Image: Matzo Ball founders
Steve Mitchell  /  AP
Andy Rudnick, 42, founder the Matzo Ball, poses with his wife, Catherine, 33, in their Boca Raton, Fla., home on Saturday. The Matzo Ball and other night-before-Christmas parties thrown largely by Jewish organizers are giving non-celebrants a tradition of their own.
updated 12/23/2006 10:07:00 PM ET 2006-12-24T03:07:00

With no tradition of leaving cookies for Santa, no church to attend and no expectation of presents in the morning, Christmas Eve used to hold little to look forward to for non-Christians — until the Matzo Ball and other night-before-Christmas parties.

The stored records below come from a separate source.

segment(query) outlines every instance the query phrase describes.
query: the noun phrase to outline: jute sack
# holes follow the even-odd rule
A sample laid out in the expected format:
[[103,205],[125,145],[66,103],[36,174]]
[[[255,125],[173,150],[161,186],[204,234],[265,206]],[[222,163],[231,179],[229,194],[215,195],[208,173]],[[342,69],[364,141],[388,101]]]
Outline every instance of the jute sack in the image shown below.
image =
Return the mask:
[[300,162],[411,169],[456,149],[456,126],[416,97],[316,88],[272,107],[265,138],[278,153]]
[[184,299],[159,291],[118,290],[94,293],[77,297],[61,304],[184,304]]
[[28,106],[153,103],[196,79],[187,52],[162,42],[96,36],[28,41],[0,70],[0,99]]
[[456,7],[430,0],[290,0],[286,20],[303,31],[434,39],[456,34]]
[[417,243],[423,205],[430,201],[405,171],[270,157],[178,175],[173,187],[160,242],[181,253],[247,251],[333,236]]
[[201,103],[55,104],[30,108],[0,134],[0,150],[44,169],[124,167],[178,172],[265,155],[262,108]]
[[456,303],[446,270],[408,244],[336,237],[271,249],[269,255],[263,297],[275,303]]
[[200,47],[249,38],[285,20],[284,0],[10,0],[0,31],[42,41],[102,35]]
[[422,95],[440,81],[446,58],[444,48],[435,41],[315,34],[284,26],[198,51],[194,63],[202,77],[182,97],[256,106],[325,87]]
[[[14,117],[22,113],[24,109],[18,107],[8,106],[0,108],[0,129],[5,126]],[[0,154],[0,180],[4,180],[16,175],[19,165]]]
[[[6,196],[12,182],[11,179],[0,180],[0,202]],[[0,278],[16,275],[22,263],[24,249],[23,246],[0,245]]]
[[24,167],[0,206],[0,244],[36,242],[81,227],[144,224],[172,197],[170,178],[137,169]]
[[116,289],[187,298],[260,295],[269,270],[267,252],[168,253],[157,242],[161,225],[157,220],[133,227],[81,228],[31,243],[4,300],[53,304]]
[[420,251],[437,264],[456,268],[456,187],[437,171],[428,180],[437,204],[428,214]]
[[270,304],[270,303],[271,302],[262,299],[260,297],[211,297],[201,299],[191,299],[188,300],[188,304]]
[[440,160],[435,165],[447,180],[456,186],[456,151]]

Part reunion, part date night, these parties draw thousands of people. The granddaddy of them all, the Matzo Ball, will be held this year at clubs in six cities.

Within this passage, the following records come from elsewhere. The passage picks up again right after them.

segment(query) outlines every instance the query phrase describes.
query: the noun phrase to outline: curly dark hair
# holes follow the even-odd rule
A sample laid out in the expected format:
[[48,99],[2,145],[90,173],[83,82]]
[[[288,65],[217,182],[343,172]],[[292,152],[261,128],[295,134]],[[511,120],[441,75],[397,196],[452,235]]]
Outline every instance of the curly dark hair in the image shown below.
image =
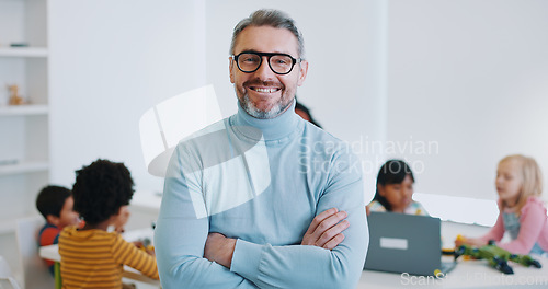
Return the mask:
[[[403,178],[406,178],[406,176],[408,175],[414,183],[413,172],[404,161],[388,160],[385,164],[383,164],[383,166],[380,166],[380,170],[378,171],[377,187],[378,185],[385,186],[390,184],[401,184],[403,182]],[[373,199],[380,203],[380,205],[383,205],[387,211],[392,210],[392,206],[385,197],[380,196],[380,194],[378,193],[378,188]]]
[[89,224],[98,224],[129,205],[134,181],[124,163],[98,159],[76,171],[75,210]]
[[36,209],[44,216],[44,219],[47,219],[48,215],[60,217],[65,201],[70,195],[72,193],[66,187],[45,186],[36,197]]

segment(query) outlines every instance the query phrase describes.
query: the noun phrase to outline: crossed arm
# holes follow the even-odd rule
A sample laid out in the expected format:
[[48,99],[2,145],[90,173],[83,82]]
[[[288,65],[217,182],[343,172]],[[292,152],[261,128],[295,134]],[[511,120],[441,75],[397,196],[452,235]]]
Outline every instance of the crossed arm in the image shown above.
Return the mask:
[[273,246],[210,234],[209,218],[195,215],[204,206],[202,181],[179,173],[182,162],[178,163],[176,153],[155,230],[163,288],[352,288],[357,284],[368,243],[361,173],[328,182],[315,203],[320,213],[300,244]]

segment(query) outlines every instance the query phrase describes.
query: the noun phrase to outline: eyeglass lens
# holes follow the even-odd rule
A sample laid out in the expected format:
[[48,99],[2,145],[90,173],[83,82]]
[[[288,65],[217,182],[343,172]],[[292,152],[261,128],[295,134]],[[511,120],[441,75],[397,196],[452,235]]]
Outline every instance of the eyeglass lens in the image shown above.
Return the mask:
[[[243,72],[253,72],[261,66],[262,57],[256,54],[240,54],[238,56],[238,67]],[[293,59],[286,55],[272,55],[269,57],[269,65],[272,71],[285,74],[293,68]]]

Organizers say the events are open to everyone, though the crowds are overwhelmingly Jewish singles and couples in their 20s and 30s.

“For Jews, Christmas Eve has become the dating or the matchmaking night,” said Andy Rudnick, 42, creator of the Matzo Ball. “That’s the night that things happen.”

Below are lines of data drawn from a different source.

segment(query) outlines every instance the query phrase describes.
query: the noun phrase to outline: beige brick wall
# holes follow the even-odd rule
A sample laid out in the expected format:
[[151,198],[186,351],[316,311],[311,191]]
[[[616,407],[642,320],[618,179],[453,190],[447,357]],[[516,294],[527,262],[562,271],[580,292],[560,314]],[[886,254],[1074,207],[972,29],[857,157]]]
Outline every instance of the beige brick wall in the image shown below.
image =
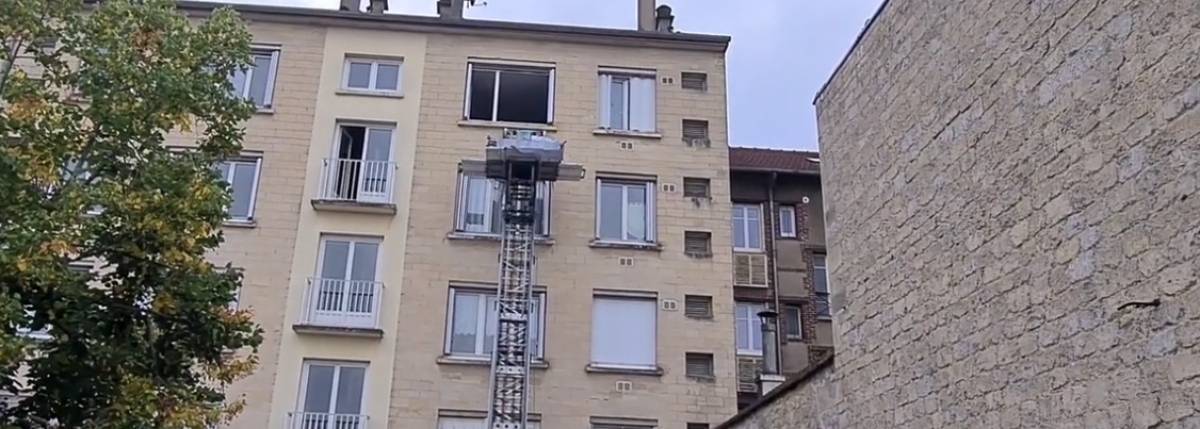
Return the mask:
[[838,398],[734,427],[1200,427],[1198,25],[892,1],[817,104]]
[[[556,186],[556,243],[539,248],[538,283],[548,290],[550,368],[535,370],[532,411],[542,415],[546,427],[576,428],[586,427],[589,416],[652,418],[662,428],[682,428],[685,422],[716,422],[732,413],[736,379],[728,252],[715,252],[712,260],[694,260],[682,253],[686,228],[712,230],[714,249],[730,246],[722,56],[430,36],[400,309],[404,334],[396,348],[391,424],[433,428],[438,409],[486,411],[487,406],[487,367],[439,365],[436,361],[444,345],[449,283],[494,284],[497,277],[498,243],[446,238],[454,224],[456,164],[464,158],[481,159],[485,138],[500,132],[457,125],[468,56],[556,64],[554,135],[569,141],[568,161],[582,163],[589,171],[583,182]],[[658,87],[661,139],[593,135],[598,66],[654,68],[660,78],[673,78],[673,85],[660,80]],[[679,89],[680,71],[707,72],[708,93],[689,95]],[[709,120],[712,149],[690,149],[680,141],[683,116]],[[635,150],[618,150],[618,140],[636,141]],[[714,203],[697,209],[682,194],[659,193],[661,252],[589,248],[595,217],[592,171],[596,170],[658,175],[660,183],[677,186],[683,176],[712,177]],[[618,256],[634,258],[635,265],[619,266]],[[659,313],[658,359],[666,370],[660,377],[589,374],[584,365],[590,356],[592,291],[598,288],[655,291],[660,298],[679,301],[684,294],[712,295],[718,316],[695,321],[682,312]],[[713,352],[716,381],[685,379],[685,351]],[[618,380],[632,381],[634,392],[617,393]]]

Rudnick was just out of college when he threw the first Matzo Ball party — named for the large dumpling featured in traditional Jewish cuisine — in Boston in 1987. To his surprise, 2,000 people showed up. It’s grown ever since, and Rudnick, who has moved to Florida, even met his wife at a Matzo Ball in 1997.

Time for a Schmooz-a-Palooza
This year, the parties are being held in Boston, New York, Denver, Washington, Miami and Boca Raton.

The Matzo Balls have competition. A party sponsored by the Tampa Jewish Federation is called Vodka Latke after the Jewish pancakes, and the Eve Party in Miami Beach is hosted by an organization called Jmerica. In Los Angeles, it’s the Schmooz-a-Palooza, which has drawn over 1,000 people in the past, and New York has The Ball, now in its 12th year.

“I think that every two seconds on the radio you hear another Christmas song and everywhere you go you see Christmas trees,” said Lewis Weinger, who organized the Schmooz-a-Palooza for 12 years before JDate took over. “I think in a predominantly non-Jewish environment, even Los Angeles, I think it’s an important night for Jewish people to get together and connect and to party and be proud they’re Jewish.”

Robert Fellman, 31, of Boca Raton, said he has attended the Matzo Ball ever since he turned 21.

“I look forward to it all year. It’s definitely not just another night out,” he said.